Dice con amarezza Marco: “Lì non poteva compiere nessun prodigio e si meravigliava della loro incredulità”. Ma aggiunge, come per evidenziare che i passi di Dio sono adeguati alla povera condizione umana: “solo impose le mani a pochi malati e li guarì”.
Dirà poi sant’Agostino: “Dio che ti ha creato senza di te, non può salvarti senza di te” (Serm.169,13). È bello questo Dio dalle mani legate dalla paura umana, che non rinuncia e attende.
Il brano del Vangelo di questa domenica è invito a non cedere alla tentazione di pensare che la scelta dei mezzi poveri non può essere da Dio e che è giusto pensare alla sua azione in termini di grandezza e di potenza. Un Dio che non fosse vincente sarebbe irrilevante.
Traiamone una conclusione.
Questo vale per l’episodio di Nazaret e per ogni tempo della Chiesa, per quei primi annunci e per quanti lo vivono oggi.
Scandalizza, anche oggi, l’umanità con i suoi limiti, la povertà dei mezzi, della cultura, la relazione difficile con le attese dell’umanità. Per aprirsi al divino che si incarna occorre amare la povertà dell’umanità in cui si incarna. Pena l’irrilevanza della professione di fede, con le sue conseguenze drammatiche.
È un invito a progredire nella maturità della fede, ad accogliere più pienamente la proposta di Dio per una reciprocità vera, che non presuma di essere all’altezza, perché la fede è dono dall’alto, e quindi è solo grazia.
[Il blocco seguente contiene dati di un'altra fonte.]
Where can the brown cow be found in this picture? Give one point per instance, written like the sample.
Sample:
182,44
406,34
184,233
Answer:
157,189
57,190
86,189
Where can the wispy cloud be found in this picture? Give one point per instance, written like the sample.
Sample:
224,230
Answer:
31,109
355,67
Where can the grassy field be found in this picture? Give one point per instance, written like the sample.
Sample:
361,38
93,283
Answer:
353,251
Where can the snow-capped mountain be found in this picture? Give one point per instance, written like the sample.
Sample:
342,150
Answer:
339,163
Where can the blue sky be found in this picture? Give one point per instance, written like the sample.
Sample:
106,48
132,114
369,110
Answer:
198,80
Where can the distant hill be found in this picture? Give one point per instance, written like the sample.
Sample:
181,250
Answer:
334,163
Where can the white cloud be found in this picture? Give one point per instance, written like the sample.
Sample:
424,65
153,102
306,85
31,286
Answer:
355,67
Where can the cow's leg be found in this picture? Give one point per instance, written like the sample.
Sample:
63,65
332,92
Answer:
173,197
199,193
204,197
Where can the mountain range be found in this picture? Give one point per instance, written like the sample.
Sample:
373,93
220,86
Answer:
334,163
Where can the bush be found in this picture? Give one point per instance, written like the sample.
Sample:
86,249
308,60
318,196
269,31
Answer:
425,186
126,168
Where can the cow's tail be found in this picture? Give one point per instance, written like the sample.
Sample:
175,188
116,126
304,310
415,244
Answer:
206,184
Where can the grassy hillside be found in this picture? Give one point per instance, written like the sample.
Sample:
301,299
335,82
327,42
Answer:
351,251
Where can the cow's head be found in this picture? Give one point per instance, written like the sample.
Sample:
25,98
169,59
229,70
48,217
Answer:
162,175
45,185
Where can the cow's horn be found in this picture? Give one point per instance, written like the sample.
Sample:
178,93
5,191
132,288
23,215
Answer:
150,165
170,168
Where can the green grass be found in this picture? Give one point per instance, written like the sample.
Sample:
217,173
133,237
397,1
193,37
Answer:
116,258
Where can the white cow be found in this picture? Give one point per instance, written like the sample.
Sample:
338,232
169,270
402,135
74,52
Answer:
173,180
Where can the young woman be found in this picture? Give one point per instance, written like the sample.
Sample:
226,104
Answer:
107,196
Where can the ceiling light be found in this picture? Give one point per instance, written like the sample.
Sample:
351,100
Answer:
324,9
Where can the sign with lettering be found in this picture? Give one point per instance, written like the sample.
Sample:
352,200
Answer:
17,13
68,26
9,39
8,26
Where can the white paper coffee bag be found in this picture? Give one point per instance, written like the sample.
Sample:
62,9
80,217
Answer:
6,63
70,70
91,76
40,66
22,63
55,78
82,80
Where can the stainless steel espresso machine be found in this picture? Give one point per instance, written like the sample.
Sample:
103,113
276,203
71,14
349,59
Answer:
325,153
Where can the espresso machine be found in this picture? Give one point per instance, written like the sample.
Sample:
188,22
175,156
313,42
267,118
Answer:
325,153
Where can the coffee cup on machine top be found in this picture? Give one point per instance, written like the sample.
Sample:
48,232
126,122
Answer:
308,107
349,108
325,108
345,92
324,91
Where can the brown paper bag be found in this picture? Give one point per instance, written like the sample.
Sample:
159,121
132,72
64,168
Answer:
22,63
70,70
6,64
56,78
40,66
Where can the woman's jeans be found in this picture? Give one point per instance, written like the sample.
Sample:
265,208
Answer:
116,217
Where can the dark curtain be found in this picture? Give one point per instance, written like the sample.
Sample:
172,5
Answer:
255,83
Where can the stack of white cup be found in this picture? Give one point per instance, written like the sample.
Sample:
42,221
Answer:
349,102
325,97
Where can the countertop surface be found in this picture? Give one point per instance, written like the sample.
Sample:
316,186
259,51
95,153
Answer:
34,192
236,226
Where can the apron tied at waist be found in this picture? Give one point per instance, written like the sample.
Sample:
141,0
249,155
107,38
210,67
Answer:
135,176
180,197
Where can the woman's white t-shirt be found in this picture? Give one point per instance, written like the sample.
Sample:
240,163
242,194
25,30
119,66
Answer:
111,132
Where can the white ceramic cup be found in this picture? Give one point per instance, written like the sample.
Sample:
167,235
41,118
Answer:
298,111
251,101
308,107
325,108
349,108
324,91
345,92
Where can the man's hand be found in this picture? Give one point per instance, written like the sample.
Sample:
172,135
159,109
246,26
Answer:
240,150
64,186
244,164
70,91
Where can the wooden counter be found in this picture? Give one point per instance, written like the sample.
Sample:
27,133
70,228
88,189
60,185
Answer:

Ma il dono chiama all’amore, alla reciprocità, che è ricerca di un rapporto profondo, sincero, non rituale con il Signore. Questo è il massimo della relazione umana, alla luce del Vangelo. Un rapporto che dice, nelle molte sfaccettature della vicenda umana, il pensiero di Dio sull’uomo, sulla sua vocazione all’eternità, perciò sulla sua dignità, grandezza e libertà. Perciò nella Scrittura è detta ripetutamente la beatitudine di quelli che credono senza paure, pur nella coscienza dei propri limiti davanti al mistero della trascendenza di Dio, da Abramo a Maria, da Mosè ai profeti, da Pietro, che rinnega ma crede, a Tommaso che vede e tocca il Risorto, a noi che siamo chiamati alla stessa fede senza vedere.
“Credenti” è il primo aggettivo che identifica i discepoli del Vangelo di Gesù prima di venire chiamati “cristiani”.
Sempre in via, sempre pellegrini di un ascolto senza riserve e di una risposta “con tutta la mente e tutto il cuore” per vivere la comunione con Dio che ci ama nella dignità e libertà di figli suoi.